Ferroada de Peixe Pedra - Resultado quase dois anos depois do acidente

 As sequelas deixadas pelo veneno do peixe pedra

Relatei aqui no Opinião Crítica o acidente com peixe pedra que sofri no dia 1 de maio de 2015, durante uma pescaria na praia de Maria Farinha, litoral de Pernambuco. Minha intenção ao descrever o acontecido foi alertar banhistas e pescadores sobre os perigos desse peixe, também conhecido como niquim, assim como listar alguns tratamentos imediatos para quem é ferroado pelo peixe pedra.

Se você não leu o relato, clique no texto a seguir: Peixe Pedra - Cuidados e Tratamento para as Vítimas (Niquim, ou Thalassophryne nattereri)

Percebi que o relato e as orientações do texto se tornou uma das matérias mais lidas na internet sobre o assunto, servindo de referência para centenas de pessoas. Isso, porque, da mesma forma que percebi na época (e sofri por isso!), existem poucas informações objetivas sobre o peixe pedra, especialmente sobre o tratamento para ferroada do peixe pedra. Portanto, ainda pensando nisso, resolvi dar outro relato, porém, dessa vez informando qual foi o resultado do acidente após quase dois anos do acidente.

Sequelas deixadas pelo veneno do peixe pedra


Para minha surpresa, realmente fiquei com pequenas sequelas na mão. As juntas do dedo médio doem sempre que fecho a mão com força e o local onde foi a ferroada do peixe permanece internamente como se ainda houvesse uma pequena quantidade do veneno injetado, porque também dói quando apertado, especialmente em clima muito frio.


Quando dirijo por muito tempo ou utilizo o mouse do computador, a região de contato onde foi a ferroada do peixe pedra com o volante do carro e o mouse fica levemente dormente e "formigando". A sensação é como se ao tocar o local por muito tempo, o veneno alojado também fosse estimulado.

Evidentemente, apesar de ter lido casos parecidos de suposta permanência do veneno do peixe pedra no corpo da vítima por muito tempo, não posso afirmar que isso é um fato. Minha opinião é que não se trata do veneno do peixe ainda na minha mão, mas sim os resultados do seu efeito, que foram suficientes para prejudicar a região afetada e deixar essa sequela.

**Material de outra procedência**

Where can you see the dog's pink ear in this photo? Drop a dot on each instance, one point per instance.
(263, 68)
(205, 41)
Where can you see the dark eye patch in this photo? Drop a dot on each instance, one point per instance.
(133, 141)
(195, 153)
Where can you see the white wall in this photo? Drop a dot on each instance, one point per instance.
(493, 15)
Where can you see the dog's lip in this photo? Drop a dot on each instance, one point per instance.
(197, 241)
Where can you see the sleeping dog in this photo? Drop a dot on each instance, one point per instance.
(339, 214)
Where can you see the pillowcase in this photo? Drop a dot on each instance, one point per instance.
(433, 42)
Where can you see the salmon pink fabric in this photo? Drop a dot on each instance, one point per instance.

Não retornei a consulta médica. Cheguei a pensar nisso alguns meses depois, mas como as reações diminuíram ao ponto de não incomodar, preferi conviver numa boa e guardar os sintomas como lembrança para ser mais precavido (risos).

O acidente com o peixe me deixou um pouco paranoico


Desde que tive o acidente não entro mais em mar desconhecido descalço. Uso sapatos de borracha, próprios para isso, mesmo em áreas com muitos banhistas, urbanas, etc., e não toco o chão do mar com as mãos sem enxergar. Da mesma forma em rios, lagoas, etc. Também nunca pesco descalço e não toco em corais sem ter a absoluta certeza de que é, de fato, um coral e não um peixe pedra mimetizado.

Outro encontro com peixe pedra durante pescaria em Natal


Gosto muito de pescar com varinha de mão, dentro do mar, com água na altura do peito. Em agosto do ano passado fui pescar numa praia de Natal chamada "Redinha", em baixo da famosa Ponte Newton Navarro. Essa área é onde as aguas do rio se encontram com o mar, sendo um canal por onde saem os navios que entram no porto local.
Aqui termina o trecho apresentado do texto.